External reporting to our colleagues across the counter fraud community is also within a framework of support, performance and insight underpinned by the work enabled by the Fraud Hub.

Advanced data analytics (Project Athena)

With the introduction of the 2023 to 2026 Strategy, we highlighted the need to use data to tackle fraud at scale and share data and information with the sector in new ways.

The NHSCFA will lead the proactive approach to fraud identification by incorporating an aligned response, using pilot funding to use machine learning and analyse data to identify fraud. We will maintain our professional and ethical principles whilst using advanced analytical techniques and approaches to inform our response. Detecting patterns in data will capture intelligence and offer opportunities for fraud prevention and enforcement. Greater use of data will also identify system weaknesses and support organisational wide fraud-proofing through processes and policies.

Collaboration and partnerships

As an arms-length body we will continue to build strong partnerships at a strategic level to influence system-wide change. To support this work, we will continue to develop bilateral partnerships with key stakeholders and create working relationships with international partners to benchmark performance and capture best practice. We are continuing to build on the links we have developed as we move into our second year of the strategy.

We will continue to maximise the benefits of our membership of the Health Counter Fraud Board, which brings together all national partners who are responsible for counter fraud service delivery by identifying the priority areas for collaborative effort.

The Control Strategy and Strategic Tasking and Coordination Group (CSSTCG) is an opportunity for us to collaborate with key partners include the NHS Business Services Authority (NHSBSA), NHS England (NHSE), the Department of Health & Social Care (DHSC) and UK Health Service Agency (UKHSA) to deliver focused and coordinated counter fraud activity based on agreed priorities and clear action plans.

Intelligence and horizon scanning

In the past year, we have seen a significant interest in the discipline of fraud risk assessment and how that influences behaviour, appetite for fraud and corrective action to mitigate risk.

The more we know about fraud in the NHS, the more effective our response will be. Fraud risk, alongside our Strategic Intelligence Assessment (SIA), will inform our understanding to help formulate the right response to fraud and drive activity. With the introduction of horizon scanning in our strategic planning cycle earlier in the year, we continue to improve our strategic awareness of new and emerging areas that may present a threat. This is a process well founded and embedded within our robust integrated planning approach.

Responses to fraud

Whilst enforcement continues to be a significant tool and an important deterrent in countering fraud, we must remain alive to new and emerging ways of detecting fraud.

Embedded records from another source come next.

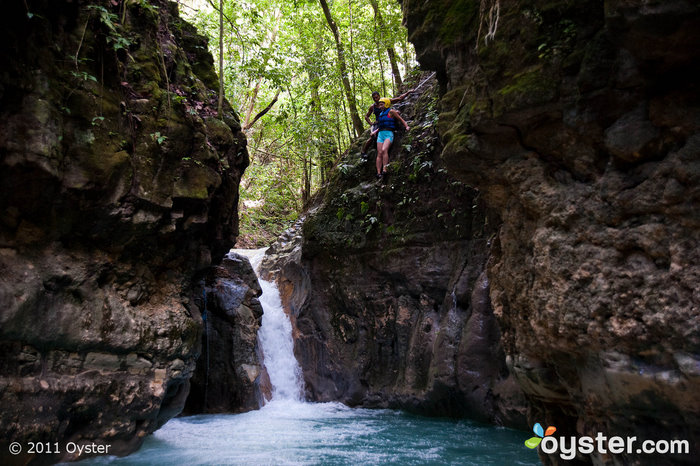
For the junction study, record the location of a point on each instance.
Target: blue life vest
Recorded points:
(385, 121)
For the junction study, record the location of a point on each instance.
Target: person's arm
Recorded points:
(395, 114)
(369, 112)
(402, 96)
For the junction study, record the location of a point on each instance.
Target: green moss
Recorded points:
(460, 19)
(532, 86)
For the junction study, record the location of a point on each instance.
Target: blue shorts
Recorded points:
(384, 135)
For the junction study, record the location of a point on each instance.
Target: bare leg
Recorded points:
(380, 158)
(385, 154)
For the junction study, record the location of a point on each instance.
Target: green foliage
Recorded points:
(110, 20)
(273, 45)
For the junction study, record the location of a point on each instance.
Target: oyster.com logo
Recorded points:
(533, 442)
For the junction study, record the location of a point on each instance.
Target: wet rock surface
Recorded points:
(230, 376)
(119, 184)
(384, 283)
(579, 122)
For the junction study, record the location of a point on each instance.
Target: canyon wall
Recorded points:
(579, 124)
(385, 283)
(119, 191)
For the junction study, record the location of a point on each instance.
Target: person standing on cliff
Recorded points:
(386, 125)
(374, 108)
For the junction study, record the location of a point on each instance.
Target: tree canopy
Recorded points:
(300, 74)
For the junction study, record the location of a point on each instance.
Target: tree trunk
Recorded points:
(389, 47)
(221, 59)
(354, 115)
(263, 111)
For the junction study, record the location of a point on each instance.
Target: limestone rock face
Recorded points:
(229, 376)
(384, 282)
(579, 122)
(118, 183)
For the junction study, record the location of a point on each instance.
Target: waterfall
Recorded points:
(275, 338)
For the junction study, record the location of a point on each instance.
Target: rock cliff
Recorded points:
(119, 184)
(229, 372)
(579, 123)
(385, 284)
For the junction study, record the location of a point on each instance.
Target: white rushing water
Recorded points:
(275, 337)
(290, 431)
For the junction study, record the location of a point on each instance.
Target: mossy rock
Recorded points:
(530, 87)
(218, 132)
(196, 181)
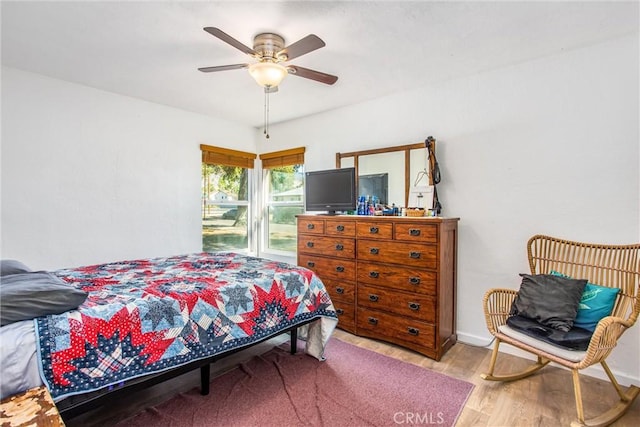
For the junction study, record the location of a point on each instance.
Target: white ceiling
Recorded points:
(151, 50)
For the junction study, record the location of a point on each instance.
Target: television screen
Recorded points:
(375, 185)
(330, 190)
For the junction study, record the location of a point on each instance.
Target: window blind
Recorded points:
(293, 156)
(227, 157)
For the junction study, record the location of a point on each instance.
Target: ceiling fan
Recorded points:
(270, 51)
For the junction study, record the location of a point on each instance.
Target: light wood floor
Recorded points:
(544, 399)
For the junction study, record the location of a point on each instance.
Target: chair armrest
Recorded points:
(604, 339)
(497, 305)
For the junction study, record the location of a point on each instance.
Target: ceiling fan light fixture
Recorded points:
(267, 74)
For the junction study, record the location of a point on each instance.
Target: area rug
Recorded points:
(352, 387)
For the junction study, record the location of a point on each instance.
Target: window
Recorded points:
(283, 184)
(226, 207)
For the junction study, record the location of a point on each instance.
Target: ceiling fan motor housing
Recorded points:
(267, 45)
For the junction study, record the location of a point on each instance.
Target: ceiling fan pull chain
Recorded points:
(266, 112)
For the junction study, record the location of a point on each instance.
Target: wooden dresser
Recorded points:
(390, 278)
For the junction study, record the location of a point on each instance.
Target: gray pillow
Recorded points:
(548, 299)
(11, 266)
(25, 296)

We will also explore appropriate, and timely, methods of dealing with fraud when it is found.

Targeted campaigns to influence behavioural change and encourage reporting will also continue to be a key driver and will be supported by a targeted fraud-focused communications strategy which supports our stakeholders. Lessons learnt from investigative activity will be identified quickly with best practices shared. More prevention and investigative activity will be driven through data insight which will allow for system weakness to be closed.

Our people and resources

As part of a strengthened approach to strategic workforce planning, our new operating model will help to shape the response to fraud under the four pillars of activity. Internalisation of our HR function will provide quicker recruitment and stronger support to the workforce, improving areas such as talent management and wellbeing.

As we continue developing and embedding our performance culture, we believe that effective performance monitoring leads to better outcomes and more informed decision making. Therefore, in year two, there will be an increased focus on performance and accountability with clear data available and visible to the organisation at all levels. A new transformation function will also ensure the organisation can respond to a rapidly changing landscape.